It’s official: Starting Dec. 30, a monthly MetroCard will cost $104. But the new triple-digit fare is just a Band-Aid on the MTA’s bigger problems, said authority officials.
“The business plan of the MTA is a ticking time bomb,” warned MTA vice-chairman Andrew Saul. “We need to make major structural changes, otherwise this fare hike of 7.5 percent is just the beginning.”
It was either raise fares or cut bus and subway routes yet again, threatened MTA Chairman Jay Walder. A second round of service cuts would be even more drastic than those in June, when the MTA wiped out the W line and cut the G in half, he said.
The fare increase will raise $425 million next year. If riders don’t pay more, future service cuts would be “four times” worse than they were earlier this year, said Walder.
Health care, pension costs, and wage increases all cost the MTA hundreds of millions and will rise in years to come, said Walder.
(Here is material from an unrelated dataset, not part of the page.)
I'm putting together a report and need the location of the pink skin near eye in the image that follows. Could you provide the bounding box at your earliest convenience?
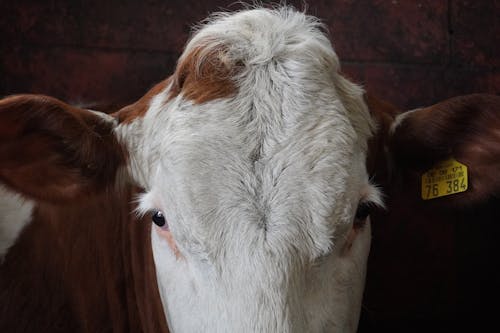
[152,212,181,258]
But the MTA’s financial woes mean little to riders who will now pay more to squeeze into overcrowded trains.
“See all these people on the train?” said Keith Smith, 37, as he got onto a 4 train Thursday. “And they all pay to ride it. That is so much money. You would think that with all of that money they could run the system efficiently.”
The next fare hike is scheduled to occur in 2013.